Was anyone else at the BBC at fault? They themselves? Other senior management figures such as the editor of Panorama, who broadcast the show and was thus editorially responsible for the content as well as the conduct of his staff?

Goodness me, no! In both lords’ views, the actions of the main senior management figures involved – Steve Hewlett, the editor of Panorama, Tim Gardam, the head of current affairs, Tim Suter, the managing editor of all BBC news and current affairs, Richard Ayre, the director of BBC editorial standards, and Anne Sloman, the BBC chief political adviser – were beyond reproach.

Not only that, said the two peers of the realm, they had talked the matter through among themselves and with Steve, the two Tims, Richard and Anne, and all agreed they were on the right track and had handled matters correctly. That, they believed, proved that no one was to blame for the fiasco. They knew it to be the case and, lo! – it therefore was.

The MPs on the committee – some of them former BBC staff, including chairman Knight, the SNP’s John Nicholson and Steve Brine – pulled no punches in their attempt to hold Lords Birt and Hall to account. Their tenacity was impressive.

They may have failed in their task of obtaining direct confessions, but in response to their efforts, Hall and Birt did some monumental buck-passing. They showed that then, as now, the BBC is a disgrace to journalism, that those who run it are arrogantly unaware of their shortcomings and that as an institution, the BBC is rotten to the core with shared values of the gutter.

After the Dyson report appeared, on TCW and Briefings for Britain I wrote:

‘Don’t hold your breath [expecting reform] . . . The danger is that despite the evidence of incompetence, almost unlimited arrogance and moral turpitude, the corporation carries on regardless because no one has the political guts or will to tackle a massive overhaul. The core problem is that the BBC will never admit misconduct, and has been immune to outside complaints for most of its history because it is its own judge and jury in that domain in most respects.’
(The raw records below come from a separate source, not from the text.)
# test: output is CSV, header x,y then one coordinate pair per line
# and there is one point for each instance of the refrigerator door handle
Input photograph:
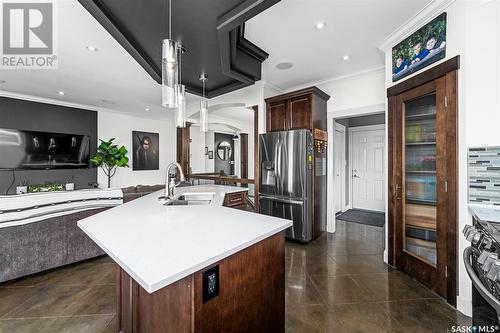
x,y
290,201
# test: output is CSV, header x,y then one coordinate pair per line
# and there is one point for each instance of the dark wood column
x,y
244,156
256,164
183,140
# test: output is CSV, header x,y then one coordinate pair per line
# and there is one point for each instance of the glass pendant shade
x,y
203,115
180,111
169,73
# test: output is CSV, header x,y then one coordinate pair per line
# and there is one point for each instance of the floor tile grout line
x,y
61,317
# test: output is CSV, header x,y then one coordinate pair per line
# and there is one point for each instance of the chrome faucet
x,y
170,182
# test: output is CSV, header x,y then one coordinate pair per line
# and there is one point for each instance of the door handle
x,y
289,201
397,192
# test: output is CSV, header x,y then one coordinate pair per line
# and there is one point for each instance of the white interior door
x,y
368,183
339,164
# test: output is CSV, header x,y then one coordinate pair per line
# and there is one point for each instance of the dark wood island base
x,y
251,296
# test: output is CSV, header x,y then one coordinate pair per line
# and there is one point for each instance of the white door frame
x,y
341,128
360,129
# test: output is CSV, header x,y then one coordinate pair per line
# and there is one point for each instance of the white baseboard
x,y
464,305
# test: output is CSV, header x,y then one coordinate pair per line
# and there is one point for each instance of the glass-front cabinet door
x,y
419,178
419,183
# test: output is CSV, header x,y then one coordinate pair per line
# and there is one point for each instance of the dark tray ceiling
x,y
212,32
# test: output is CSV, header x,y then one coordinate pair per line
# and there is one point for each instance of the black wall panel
x,y
35,116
The testimonies of Lord Birt, Lord Hall, Tim Davie and Richard Sharp are remarkable for the reasons already outlined above, but they deserve further analysis in future blogs, and these will appear on TCW in the coming weeks.

As a taster, current director general Davie revealed that – although he never discussed Bashir with him – he ‘fairly regularly’ talks to Lord Birt, and believes him to be ‘a wise and trusted source of advice for me around how we reform the BBC, how we go through this job’.

Be afraid, be very afraid. The man who in 1993 playwright Dennis Potter called a ‘croak-voiced Dalek’ in his approach to BBC management and reform still has a hand on the tiller almost 30 years on.